Friday, February 29, 2008

ObjectDock Review

I found a new program the other day and so far it's earned my seal of approval. It's called ObjectDock, by Statdock. You know that bar of icons on the bottom screen of every Mac? Well, this is the PC version. I found it for free at Stardock.com where they offer all sorts of free (and paid for) packages. I've tried some of their other programs, but this one seems to actually be helpful. One of the features I like is the ability to add docklets, or buttons that do a little more than just act as a shortcut. I went to wincustomize.com and found all sorts to choose from. One docklet displays icons from my system tray so I can completely hide my task bar and gain that space back. Another one I like I found at aqua-soft.org which will put folder contents into a stack for easy viewing. There are many more, like a battery monitor, to choose from.

I really like this program because it gives me back my desktop. I don't have to share it with task bar, or deal with the task bar popping out any time something happens. You know what? This is enough reading. Go ahead and download it and try it for a week. Trust me, I think you'll like it and if you have any questions feel free to send them my way.

Thursday, February 28, 2008

Web Crawler Research

I've recently been doing a lot of research on making a web crawler and it's fairly interesting. Basically, a web crawler is a program that makes a map of the web. You start out with a url, say JamesFurlo.com, and then this application scans the page for all of the links. It creates a list of those links for later processing. Then, the application reads the current page. It can look at everything (pictures, layout, meta tags, etc.) or it could just look at a couple things, like just the text. It then takes that information and stores it - probably on a server.

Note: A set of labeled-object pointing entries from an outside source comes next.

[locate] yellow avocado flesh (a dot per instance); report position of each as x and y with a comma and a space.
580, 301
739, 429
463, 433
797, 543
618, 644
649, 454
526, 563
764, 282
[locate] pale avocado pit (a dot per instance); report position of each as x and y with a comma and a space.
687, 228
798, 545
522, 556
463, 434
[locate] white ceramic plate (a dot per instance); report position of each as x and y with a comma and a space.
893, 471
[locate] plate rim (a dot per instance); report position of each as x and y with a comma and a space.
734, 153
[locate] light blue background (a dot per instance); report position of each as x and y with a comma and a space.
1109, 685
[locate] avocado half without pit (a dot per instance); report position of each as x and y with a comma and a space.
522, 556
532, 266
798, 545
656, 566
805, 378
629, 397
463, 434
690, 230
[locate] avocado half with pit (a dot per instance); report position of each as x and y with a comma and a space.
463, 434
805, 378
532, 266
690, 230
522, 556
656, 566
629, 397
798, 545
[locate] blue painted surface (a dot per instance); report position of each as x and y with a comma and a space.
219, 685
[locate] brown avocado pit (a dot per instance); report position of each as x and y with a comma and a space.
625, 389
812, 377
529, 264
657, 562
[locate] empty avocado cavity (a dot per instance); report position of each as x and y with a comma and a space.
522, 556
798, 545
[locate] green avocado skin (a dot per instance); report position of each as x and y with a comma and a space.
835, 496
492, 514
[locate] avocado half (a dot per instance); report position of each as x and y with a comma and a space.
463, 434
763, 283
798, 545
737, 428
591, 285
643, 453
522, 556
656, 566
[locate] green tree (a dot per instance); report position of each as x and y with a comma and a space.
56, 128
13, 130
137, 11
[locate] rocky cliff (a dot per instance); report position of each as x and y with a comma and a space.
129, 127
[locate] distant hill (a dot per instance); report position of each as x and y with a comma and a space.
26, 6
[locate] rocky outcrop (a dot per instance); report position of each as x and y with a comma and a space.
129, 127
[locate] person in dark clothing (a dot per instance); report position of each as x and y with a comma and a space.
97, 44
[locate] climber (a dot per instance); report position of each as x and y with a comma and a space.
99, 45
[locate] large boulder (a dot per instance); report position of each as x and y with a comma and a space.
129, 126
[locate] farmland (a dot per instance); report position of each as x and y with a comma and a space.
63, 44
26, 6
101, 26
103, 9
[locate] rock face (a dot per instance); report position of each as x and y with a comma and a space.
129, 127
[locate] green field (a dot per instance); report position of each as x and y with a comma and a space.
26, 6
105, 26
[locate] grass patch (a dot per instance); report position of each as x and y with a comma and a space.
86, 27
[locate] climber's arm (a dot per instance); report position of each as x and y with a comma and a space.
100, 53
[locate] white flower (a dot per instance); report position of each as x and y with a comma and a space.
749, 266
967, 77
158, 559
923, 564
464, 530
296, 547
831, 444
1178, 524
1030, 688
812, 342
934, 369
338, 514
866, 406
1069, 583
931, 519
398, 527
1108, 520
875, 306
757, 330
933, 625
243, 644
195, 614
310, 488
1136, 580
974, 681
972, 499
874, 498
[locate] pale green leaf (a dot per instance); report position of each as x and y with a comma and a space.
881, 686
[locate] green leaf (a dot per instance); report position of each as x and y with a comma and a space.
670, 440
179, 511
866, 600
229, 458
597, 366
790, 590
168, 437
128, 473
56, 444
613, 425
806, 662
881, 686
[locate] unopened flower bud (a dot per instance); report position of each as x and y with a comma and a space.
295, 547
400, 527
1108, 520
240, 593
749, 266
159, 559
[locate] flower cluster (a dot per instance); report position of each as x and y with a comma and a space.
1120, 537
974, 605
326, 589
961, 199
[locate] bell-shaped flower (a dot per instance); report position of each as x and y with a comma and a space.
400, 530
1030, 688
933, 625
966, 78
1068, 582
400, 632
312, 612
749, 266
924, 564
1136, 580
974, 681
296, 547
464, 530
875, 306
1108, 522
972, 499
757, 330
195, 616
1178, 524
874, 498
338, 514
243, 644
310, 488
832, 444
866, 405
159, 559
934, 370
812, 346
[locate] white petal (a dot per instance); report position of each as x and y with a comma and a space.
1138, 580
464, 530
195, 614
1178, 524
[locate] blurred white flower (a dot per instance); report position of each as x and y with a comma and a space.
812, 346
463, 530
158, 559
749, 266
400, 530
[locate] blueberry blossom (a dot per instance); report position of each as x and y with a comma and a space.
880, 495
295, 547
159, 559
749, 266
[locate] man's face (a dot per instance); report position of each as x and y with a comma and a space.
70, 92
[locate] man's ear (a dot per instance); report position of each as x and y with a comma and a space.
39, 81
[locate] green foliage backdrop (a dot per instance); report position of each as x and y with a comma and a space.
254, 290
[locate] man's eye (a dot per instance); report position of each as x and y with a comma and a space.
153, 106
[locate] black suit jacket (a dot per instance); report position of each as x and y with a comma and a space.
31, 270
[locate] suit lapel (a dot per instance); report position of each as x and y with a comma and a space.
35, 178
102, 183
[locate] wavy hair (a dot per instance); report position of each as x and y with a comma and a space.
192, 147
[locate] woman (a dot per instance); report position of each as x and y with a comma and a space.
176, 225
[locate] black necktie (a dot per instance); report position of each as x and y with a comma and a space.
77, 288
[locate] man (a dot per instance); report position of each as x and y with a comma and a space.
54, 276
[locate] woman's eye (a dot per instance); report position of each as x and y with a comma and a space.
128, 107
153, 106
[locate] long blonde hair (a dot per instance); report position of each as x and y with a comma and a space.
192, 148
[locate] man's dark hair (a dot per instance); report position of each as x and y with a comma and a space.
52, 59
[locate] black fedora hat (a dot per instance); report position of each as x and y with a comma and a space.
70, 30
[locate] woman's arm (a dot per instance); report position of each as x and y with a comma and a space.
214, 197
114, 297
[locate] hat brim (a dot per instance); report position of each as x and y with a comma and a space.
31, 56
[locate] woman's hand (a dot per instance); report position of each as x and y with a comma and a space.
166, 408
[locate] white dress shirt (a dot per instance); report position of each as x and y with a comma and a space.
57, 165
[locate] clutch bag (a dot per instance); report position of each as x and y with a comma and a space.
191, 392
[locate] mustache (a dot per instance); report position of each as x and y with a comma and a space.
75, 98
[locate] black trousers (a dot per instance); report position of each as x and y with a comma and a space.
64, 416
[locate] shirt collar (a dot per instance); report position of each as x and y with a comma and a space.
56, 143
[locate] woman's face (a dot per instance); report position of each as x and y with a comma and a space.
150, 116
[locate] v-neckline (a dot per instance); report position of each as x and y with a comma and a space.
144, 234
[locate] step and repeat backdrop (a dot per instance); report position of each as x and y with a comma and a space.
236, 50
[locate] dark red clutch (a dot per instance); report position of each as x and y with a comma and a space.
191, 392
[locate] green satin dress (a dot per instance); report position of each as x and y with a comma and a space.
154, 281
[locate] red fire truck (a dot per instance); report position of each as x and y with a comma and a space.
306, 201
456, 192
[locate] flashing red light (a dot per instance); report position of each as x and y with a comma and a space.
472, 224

Once it's done everything you want it to do on that page it goes to the first link on the list recently created, say JamesFurlo.com/eFlash, and starts all over. First, creating a list of new links (pages) and then taking an inventory (also called indexing) of the items on the page.

It's a fairly simple process, but can get kind of hairy fast. I mean, just think of all the links on Yahoo! or Digg. The list of pages to visit can get long very fast. As a matter of fact, most web crawlers are estimated to only cover up to 16% of the web at one time. The problem is that the application simply can't run fast enough to view everything out there because pages are being added and changed way too fast.

Isn't that crazy! I've found that to build a web crawler is pretty straight forward, but to make one that works efficiently is more of a challenge. The big challenge I'm facing right now is deciding what language to use. You see, web crawlers are so flexible they can be written in PHP, Perl, Python, Java or even C++. What's the best choice? Good question.

I guess the trick is to pick a language I'm kind of comfortable with and start there. I should probably just try and make one with the understanding that it won't be optimized, but at least I've got something to improve on.

We'll see if it works out. My personal goal is to have something working by the end of next week. Wish me luck.